Es bastante absurdo, por ejemplo, que tengamos más de medio centenar de universidades mientras que, para citar solamente los últimos diez años, la mejor de las universidades españolas ha descendido cerca de cien puestos en los ranking internacionales de calidad, no porque las españolas hayan empeorado, sino porque están varadas, mientras que las demás se esfuerzan por escalar posiciones en el panorama internacional que es el que cuenta. Muchos se consuelan afirmando que esos ranking están mal hechos, y es verdad que no son perfectos, pero es indiscutible que indican, al menos dos cosas, que nuestras universidades no son competitivas, y que, salvo excepciones, que las hay, no promueven la excelencia.
Es muy significativo que haya habido un cierto debate sobre el llamado proceso de Bolonia, sin advertir que todo lo que gira en torno a las titulaciones oficiales es perfectamente inane, y que el único significado realmente interesante de la autonomía universitaria debería ser que las universidades pudieran, como ocurre en el mundo anglosajón, dar títulos con libertad, seguras de que la sociedad sabría valorarlos. Cuando un título vale por su marchamo oficial, y no por el prestigio de quien lo otorga, la competencia es un imposible.
Uno de los peores males que afecta al conjunto de la educación es su politización, lo que hace recaer sobre el funcionamiento de la enseñanza una espesa capa de burocracia perfectamente inútil y que se pretende justificar aludiendo a la necesidad de controlar. La idea de que quienes se dedican a la enseñanza han de ser controlados por castas funcionariales de mayor rango es de las cosas más tontas que afectan a la imagen pública de la educación, y carece de paralelo en cualquier otro sector. Así se ha extendido el tópico de que los profesores trabajan poco, lo que da pábulo al error de mayor bulto de cuantos afectan a la educación, la idea de que todo consista en horas de clase, en largos planes de estudios, en echarle mucho tiempo para simular que se ha hecho algo realmente difícil.
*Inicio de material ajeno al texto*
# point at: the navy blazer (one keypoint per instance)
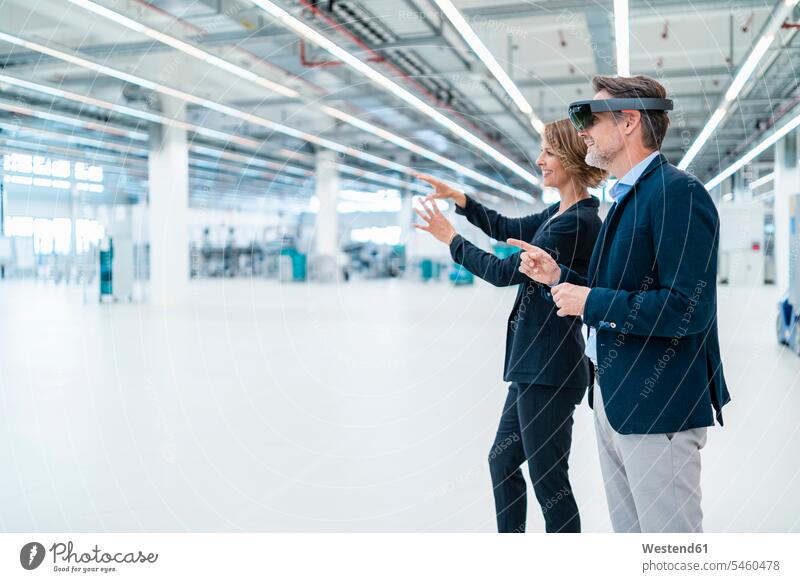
(653, 304)
(541, 348)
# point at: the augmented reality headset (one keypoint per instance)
(580, 112)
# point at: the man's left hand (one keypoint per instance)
(570, 299)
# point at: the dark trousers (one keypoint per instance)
(536, 426)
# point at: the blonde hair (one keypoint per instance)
(570, 150)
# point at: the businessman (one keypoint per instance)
(649, 300)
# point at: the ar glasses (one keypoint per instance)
(580, 112)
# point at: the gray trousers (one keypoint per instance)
(652, 480)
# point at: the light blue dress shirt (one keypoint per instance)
(618, 192)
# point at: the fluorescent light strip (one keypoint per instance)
(75, 138)
(461, 26)
(249, 117)
(746, 70)
(248, 75)
(705, 133)
(246, 142)
(85, 124)
(185, 47)
(765, 179)
(299, 27)
(755, 151)
(622, 37)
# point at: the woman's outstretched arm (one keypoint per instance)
(492, 223)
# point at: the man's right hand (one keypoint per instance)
(442, 190)
(537, 263)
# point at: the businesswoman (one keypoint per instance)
(544, 360)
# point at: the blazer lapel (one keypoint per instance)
(609, 227)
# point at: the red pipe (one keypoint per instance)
(402, 74)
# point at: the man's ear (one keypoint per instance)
(632, 120)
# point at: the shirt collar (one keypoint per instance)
(635, 172)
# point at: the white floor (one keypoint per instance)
(369, 406)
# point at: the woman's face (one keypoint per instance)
(553, 172)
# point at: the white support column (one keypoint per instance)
(786, 185)
(169, 209)
(326, 231)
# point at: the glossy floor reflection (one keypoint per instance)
(368, 406)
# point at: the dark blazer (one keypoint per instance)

Asistir a clase se convierte así en la única actividad significativa, y con ello se olvida lo esencial, que el alumno, de cualquier nivel, tiene que estudiar y que el profesor, de cualquier nivel, tiene que ocuparse de que el alumno aprenda, y no meramente en darle clases. Controlar las horas de clase se ha convertido en un trasunto de la educación misma, y, como toda idea desquiciada, ha conducido a innumerables absurdos y disparates, además de contribuir a que se hayan acrecentado las técnicas de simulación con las que los centros educativos engañan a sus controladores haciéndoles creer que realizan una actividad que, en muchas ocasiones, es meramente nominal. Es casi indescriptible, por ejemplo, la burocratización en que se ha incurrido con el proceso de homologación de títulos y méritos a cargo de agencias pintorescas. Sin embargo, aprobar a todo el mundo y suprimir los exámenes de grado y las revalidas se han convertido en norma inexcusable, lo que explica muy bien la confianza que los centros tienen en los resultados de su trabajo.
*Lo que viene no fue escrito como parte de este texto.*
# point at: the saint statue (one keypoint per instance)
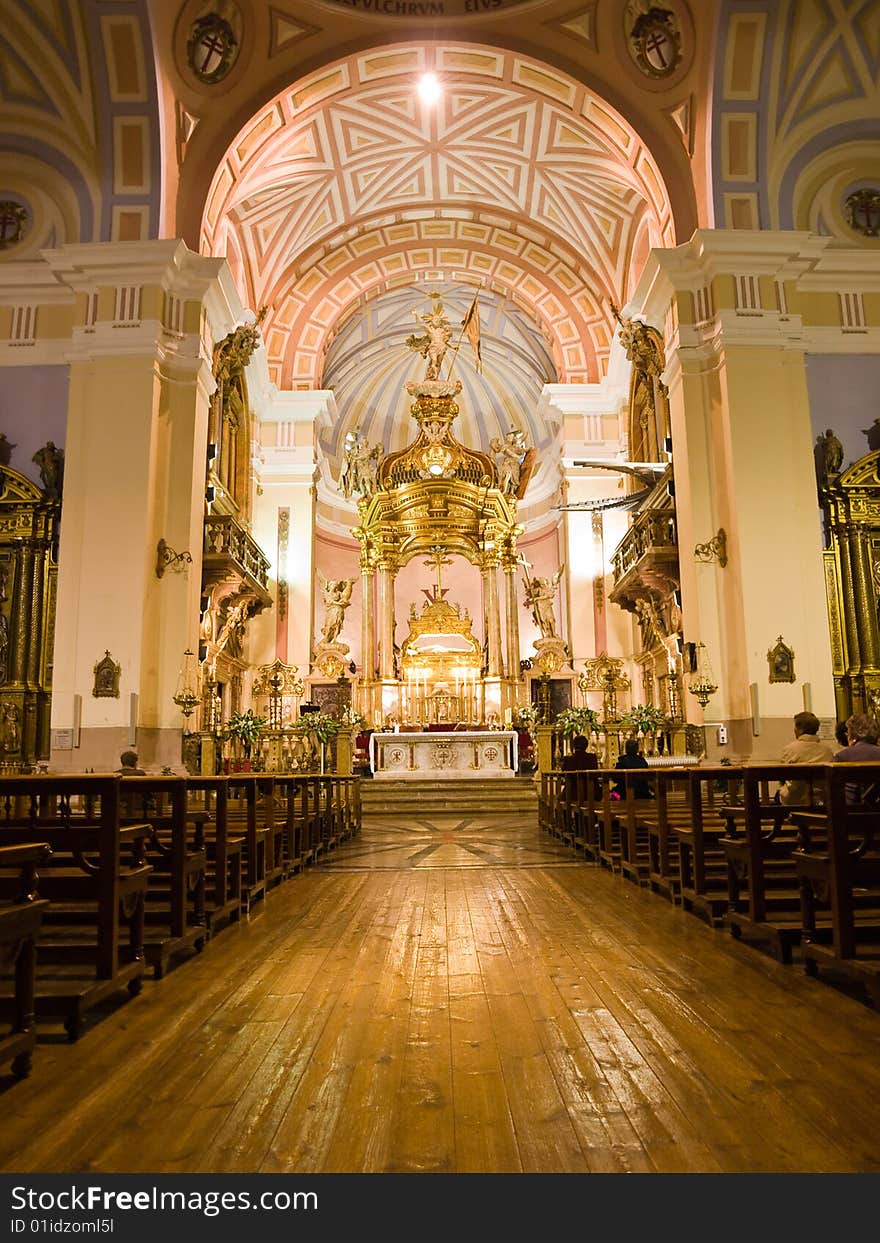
(540, 597)
(337, 593)
(828, 455)
(511, 453)
(361, 467)
(51, 461)
(10, 729)
(434, 342)
(643, 347)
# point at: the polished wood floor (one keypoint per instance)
(459, 995)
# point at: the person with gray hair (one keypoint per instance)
(861, 731)
(806, 750)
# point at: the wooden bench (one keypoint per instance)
(697, 828)
(763, 889)
(174, 914)
(224, 852)
(245, 821)
(21, 911)
(93, 891)
(838, 868)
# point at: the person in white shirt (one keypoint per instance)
(806, 750)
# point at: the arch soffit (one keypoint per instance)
(316, 295)
(282, 189)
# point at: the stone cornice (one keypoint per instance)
(811, 261)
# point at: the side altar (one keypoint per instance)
(454, 753)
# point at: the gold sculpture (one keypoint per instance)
(434, 342)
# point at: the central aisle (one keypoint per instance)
(456, 993)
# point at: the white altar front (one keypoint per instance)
(459, 753)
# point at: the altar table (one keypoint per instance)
(460, 753)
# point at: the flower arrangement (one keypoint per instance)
(244, 729)
(578, 720)
(644, 719)
(323, 727)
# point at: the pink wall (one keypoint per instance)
(334, 558)
(337, 559)
(543, 553)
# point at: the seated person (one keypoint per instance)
(861, 736)
(806, 750)
(133, 807)
(578, 761)
(632, 758)
(579, 757)
(861, 733)
(128, 761)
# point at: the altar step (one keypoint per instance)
(490, 796)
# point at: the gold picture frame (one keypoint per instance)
(781, 660)
(106, 678)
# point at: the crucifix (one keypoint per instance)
(438, 559)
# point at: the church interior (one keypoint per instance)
(389, 395)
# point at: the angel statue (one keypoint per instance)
(511, 450)
(361, 467)
(540, 597)
(337, 593)
(434, 342)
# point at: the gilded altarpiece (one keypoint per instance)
(29, 533)
(852, 507)
(234, 567)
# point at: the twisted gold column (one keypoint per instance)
(512, 623)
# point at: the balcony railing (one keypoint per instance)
(225, 541)
(653, 533)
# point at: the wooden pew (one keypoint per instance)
(839, 875)
(223, 852)
(21, 911)
(245, 821)
(635, 845)
(763, 890)
(612, 817)
(699, 827)
(349, 794)
(96, 883)
(174, 915)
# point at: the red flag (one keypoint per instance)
(470, 326)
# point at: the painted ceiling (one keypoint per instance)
(368, 366)
(518, 179)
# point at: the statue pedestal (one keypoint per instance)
(550, 654)
(331, 659)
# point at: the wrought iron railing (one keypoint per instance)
(654, 531)
(225, 538)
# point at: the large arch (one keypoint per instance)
(521, 177)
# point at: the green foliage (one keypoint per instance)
(323, 727)
(644, 719)
(244, 727)
(578, 720)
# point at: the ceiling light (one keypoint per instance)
(429, 88)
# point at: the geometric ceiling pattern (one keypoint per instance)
(368, 364)
(80, 136)
(518, 180)
(797, 113)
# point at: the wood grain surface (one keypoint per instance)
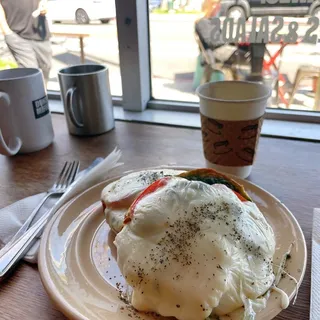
(288, 169)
Es muy penoso que la educación se vea sólo como un problema político, cuando nos plantea algo mucho más complejo y profundo. No nos damos cuenta de hasta qué punto estamos perdiendo oportunidades, tiempo y dinero con un sistema basado en la pura repetición y gobernado como si se tratase de un registro administrativo. Los malos hábitos en este terreno lo contaminan todo y, así, vamos cada vez peor.
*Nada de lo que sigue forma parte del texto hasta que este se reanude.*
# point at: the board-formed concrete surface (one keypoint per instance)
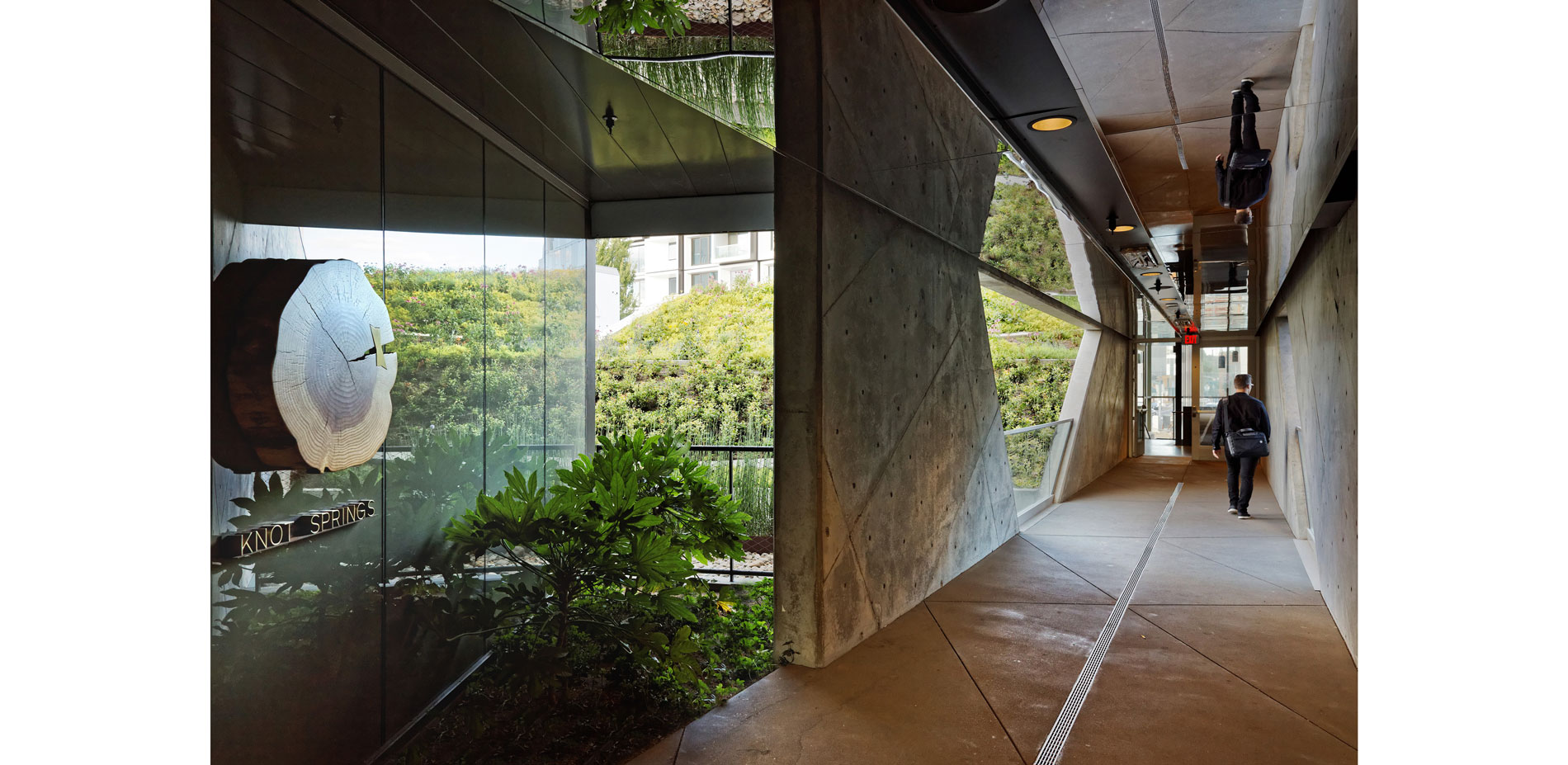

Los estudiantes se olvidan de estudiar, y gastan su tiempo en asistir a clases; los profesores se olvidan de investigar, y gastan su tiempo asistiendo a clases o a reuniones sobre las clases, todo es presencial y rutinario. Afortunadamente, empieza a cobrar cuerpo la conciencia sobre lo inútil de este sistema y de las actitudes que lo nutren. Mucho tienen que cambiar las cosas para que una nueva educación se ponga en marcha, pero es una de las pocas armas con que contamos para abrirnos paso en un mundo cada vez más complejo, más exigente y menos tolerante con la mediocridad.